3.04.2011

Home Sweet Home in London

I return to London with a healthy glow from a sundrenched week skiing in France. How a week filled with beautiful vistas, joyous days on the slopes, the blissful feeling of the sun penetrating my skin and lingering sunsets can make my return to London’s endless winter seem a particularly hard blow to take.

Back for the final push to the end of this my stubborn and seemingly endless first English winter, I find myself willing springs arrival, as a child wills Christmas day to come. Waiting impatiently for all the joy and special moments of such an event, I am growing relentless to feel the sunshine against my face once again, to see the trees turn to blossom and for the city to be filled with renewed hope and green tree lined streets. How I wish to put away my winter boots, gloves and heavy cumbersome jackets. I want the freedom of the warmer months to arrive and bring with it, my happy disposition which disappeared sometime back in January, in the deepest depths of the cold, grey, misery.

London...the strange place where the sun forgets to shine, a little planet unto itself. A micro-community so diverse you could at times mistake yourself for being in almost any country in the world. Who knew I could live a life without being surrounded by nature, without beaches to escape to, sand and surf, without sunsets or beautiful vistas. It’s not until you leave London, do you truly begin to comprehend exactly what this all consuming city doesn’t give to its dwellers.

But the one thing this city has given me is a place to call home. It has gone some way to giving me the happiness and contentment I was searching for, allowing me to rest my travellers feet, unpack my suitcases and enjoy the people around me. To settle and enjoy the mundane again. But London and I would never be friends forever. London and I would never be at peace with each other, we would always be having an argument. I don’t understand its essence and it doesn’t understand or appreciate mine. It seems I have made a mutual agreement with London; we don’t understand each other, yet me tolerate each other’s attitudes.

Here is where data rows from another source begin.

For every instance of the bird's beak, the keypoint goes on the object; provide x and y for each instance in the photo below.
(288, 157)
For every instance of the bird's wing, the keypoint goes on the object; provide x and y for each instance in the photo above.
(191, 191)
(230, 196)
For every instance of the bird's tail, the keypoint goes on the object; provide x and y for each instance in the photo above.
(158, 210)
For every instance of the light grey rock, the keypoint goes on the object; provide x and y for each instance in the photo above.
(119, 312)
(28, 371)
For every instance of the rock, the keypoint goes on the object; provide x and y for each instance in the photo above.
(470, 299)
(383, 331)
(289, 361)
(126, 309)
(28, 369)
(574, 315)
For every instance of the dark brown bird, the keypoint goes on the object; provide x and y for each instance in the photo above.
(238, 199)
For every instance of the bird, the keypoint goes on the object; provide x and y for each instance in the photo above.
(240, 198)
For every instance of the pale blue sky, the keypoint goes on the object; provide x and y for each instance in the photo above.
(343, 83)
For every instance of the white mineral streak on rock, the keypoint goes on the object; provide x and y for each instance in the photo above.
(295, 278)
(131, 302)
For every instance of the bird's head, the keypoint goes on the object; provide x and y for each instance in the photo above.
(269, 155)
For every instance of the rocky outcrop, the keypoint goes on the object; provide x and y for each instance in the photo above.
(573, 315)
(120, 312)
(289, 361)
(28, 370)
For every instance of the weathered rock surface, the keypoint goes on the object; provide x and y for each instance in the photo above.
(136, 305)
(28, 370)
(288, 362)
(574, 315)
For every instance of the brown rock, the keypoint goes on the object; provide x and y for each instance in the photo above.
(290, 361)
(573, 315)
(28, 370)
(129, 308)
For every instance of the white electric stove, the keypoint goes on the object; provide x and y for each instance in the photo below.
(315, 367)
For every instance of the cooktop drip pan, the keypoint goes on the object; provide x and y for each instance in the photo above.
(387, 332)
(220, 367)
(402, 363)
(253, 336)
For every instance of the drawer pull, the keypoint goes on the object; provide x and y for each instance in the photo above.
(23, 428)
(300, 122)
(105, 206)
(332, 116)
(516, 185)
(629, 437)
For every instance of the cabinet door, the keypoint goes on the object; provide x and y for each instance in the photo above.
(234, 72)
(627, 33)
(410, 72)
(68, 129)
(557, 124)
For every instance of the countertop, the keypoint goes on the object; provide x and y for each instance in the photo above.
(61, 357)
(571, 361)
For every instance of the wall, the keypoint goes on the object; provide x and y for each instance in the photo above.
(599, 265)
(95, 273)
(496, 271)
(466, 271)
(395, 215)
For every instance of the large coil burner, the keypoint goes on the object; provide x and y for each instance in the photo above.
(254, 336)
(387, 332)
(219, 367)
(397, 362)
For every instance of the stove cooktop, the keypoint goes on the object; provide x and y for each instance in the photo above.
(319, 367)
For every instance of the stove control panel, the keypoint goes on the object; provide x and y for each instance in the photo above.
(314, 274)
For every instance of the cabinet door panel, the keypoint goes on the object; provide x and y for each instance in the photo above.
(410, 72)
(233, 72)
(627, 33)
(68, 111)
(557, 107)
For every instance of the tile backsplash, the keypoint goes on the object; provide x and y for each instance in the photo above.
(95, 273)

And since I have now given a years’ worth of rent, plus council tax and transport costs to this city I feel I am at liberty to tell you how I really feel about London. From my first impressions, observations and experiences of London, I feel I have justified my right to express my attitudes towards this rich, iconic Mecca.

My first observations of London were taken from the view of my window seat on the 452 bus. My journey to and from work each day, through Notting Hill, High St Kensington, past the Royal Albert Hall and Hyde Park, through Knightsbridge, past Harvey Nichols and the shops of Sloane Street, over the Thames by way of the Chelsea bridge, alongside Battersea Park to my first home in Clapham, I watched as London happened around me. What struck me most severely was the cut throat nature of its inhabitants. Everyone seemed to be beating to the sound of their own agenda; determined to the point of being mean about it. I quickly learnt that only the strong, savvy and opportunistic make it in London.

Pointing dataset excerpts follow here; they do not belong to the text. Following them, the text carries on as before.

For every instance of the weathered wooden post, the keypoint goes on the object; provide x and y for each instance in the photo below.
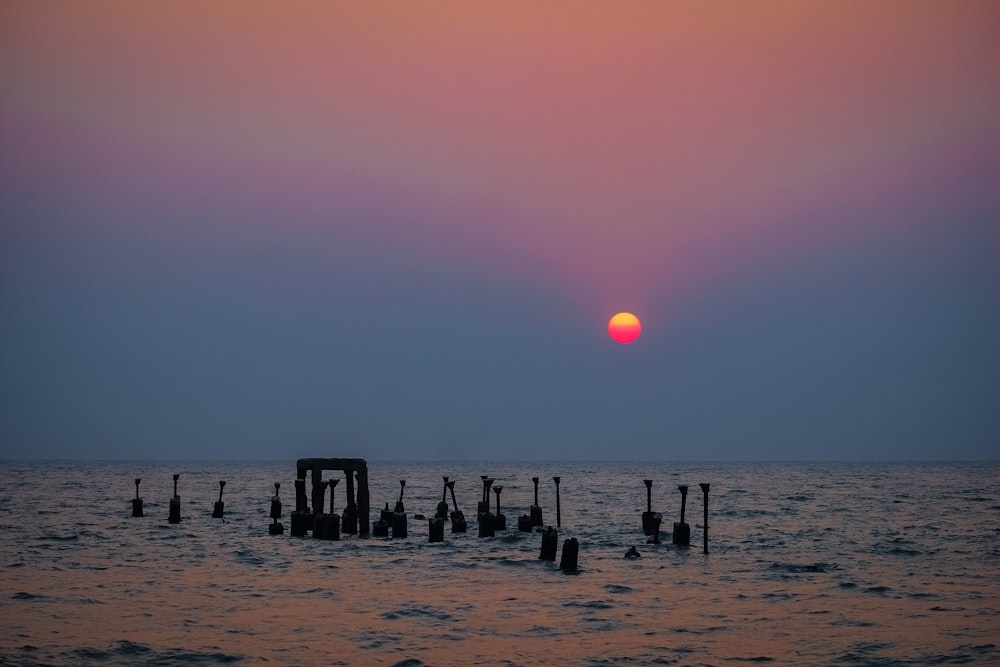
(435, 527)
(352, 515)
(571, 552)
(331, 526)
(301, 515)
(558, 508)
(655, 519)
(704, 489)
(647, 516)
(484, 502)
(137, 501)
(499, 521)
(536, 509)
(486, 524)
(458, 522)
(276, 528)
(175, 505)
(399, 515)
(442, 511)
(319, 518)
(682, 531)
(219, 506)
(550, 543)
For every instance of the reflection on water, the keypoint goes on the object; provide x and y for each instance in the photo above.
(847, 564)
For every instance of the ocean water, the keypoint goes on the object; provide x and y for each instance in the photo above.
(809, 564)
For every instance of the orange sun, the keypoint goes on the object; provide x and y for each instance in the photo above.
(624, 328)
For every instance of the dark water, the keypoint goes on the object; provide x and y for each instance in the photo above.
(809, 564)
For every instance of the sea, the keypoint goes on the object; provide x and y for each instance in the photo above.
(808, 564)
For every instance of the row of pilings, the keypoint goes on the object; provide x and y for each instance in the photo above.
(682, 530)
(394, 523)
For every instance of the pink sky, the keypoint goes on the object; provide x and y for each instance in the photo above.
(620, 147)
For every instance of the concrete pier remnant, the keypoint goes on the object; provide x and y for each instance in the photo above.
(458, 522)
(682, 531)
(704, 490)
(558, 507)
(137, 501)
(220, 506)
(352, 467)
(276, 528)
(571, 553)
(175, 505)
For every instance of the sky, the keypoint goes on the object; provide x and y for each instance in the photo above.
(394, 230)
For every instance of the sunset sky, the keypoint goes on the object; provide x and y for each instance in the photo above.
(398, 230)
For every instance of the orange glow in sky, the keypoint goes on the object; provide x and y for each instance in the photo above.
(624, 328)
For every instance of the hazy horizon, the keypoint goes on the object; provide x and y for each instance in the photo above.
(249, 228)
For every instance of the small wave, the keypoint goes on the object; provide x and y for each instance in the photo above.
(593, 604)
(417, 611)
(27, 596)
(803, 567)
(614, 588)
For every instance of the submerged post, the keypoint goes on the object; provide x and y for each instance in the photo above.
(442, 511)
(647, 516)
(137, 501)
(175, 505)
(500, 522)
(219, 506)
(704, 489)
(458, 522)
(558, 509)
(682, 531)
(276, 528)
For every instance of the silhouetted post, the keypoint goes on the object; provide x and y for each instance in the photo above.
(435, 527)
(301, 515)
(558, 509)
(353, 516)
(682, 531)
(500, 521)
(647, 516)
(319, 518)
(484, 502)
(442, 512)
(318, 495)
(571, 552)
(175, 505)
(331, 525)
(550, 543)
(458, 522)
(399, 503)
(381, 527)
(704, 489)
(276, 528)
(219, 506)
(137, 501)
(655, 518)
(536, 509)
(399, 515)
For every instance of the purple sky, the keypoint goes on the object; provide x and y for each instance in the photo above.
(243, 231)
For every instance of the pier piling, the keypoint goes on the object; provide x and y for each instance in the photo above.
(217, 511)
(175, 505)
(276, 528)
(137, 501)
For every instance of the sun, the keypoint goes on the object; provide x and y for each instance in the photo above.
(624, 328)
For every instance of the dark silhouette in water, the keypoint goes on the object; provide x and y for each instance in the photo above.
(137, 501)
(704, 489)
(217, 511)
(354, 511)
(175, 505)
(276, 528)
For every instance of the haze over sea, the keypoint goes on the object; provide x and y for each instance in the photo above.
(809, 564)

It’s a place that drives you. You can’t be lazy in London, because it won’t let you. London demands the best of everything, including its inhabitants. It’s not a second class city; only the best make it and survive. Those that try, yet fail, usually fall by the wayside or get eaten up and spat out by its fast and relentless pace.

Everyone is striving for something, someone, someMORE. Never content, you can see it in people’s faces, by the way they walk. The march of the London pavements oozes an awe of success, money, ambition and drive. It’s harsh, draining and relentless in its daily challenges.

Yet everyone wants a piece of London, to be where the action is, part of the hype and bustle of such a notorious place. To capitalise, to network, to feel a part of something bigger and better, to walk the streets with celebrities, to taste the opulence and history of its long standing endurance.

Like any city, London forces you to take the good with the bad. Such a double edged sword that swings both ways almost on an hourly basis. From the escapism of the theatre to the annoying and disruptive tube strikes, to the vast choice of everything you could ever wish for, to the incredible expense of it! To the wonderful location and proximity to mainland Europe and other desirable travel destinations, to the lack of any beauty or sunshine it gives to those that can’t escape its hollows. Living in London is never a win, win situation, but a constant fight to survive.

If I could go back to the simple, uncomplicated life of a ski resort or my siesta filled days of Tuscany, maybe I would, but for right now, London is teaching me patience, ambition, sacrifice, compromise and drive. And that’s why I am choosing to call it home, for now.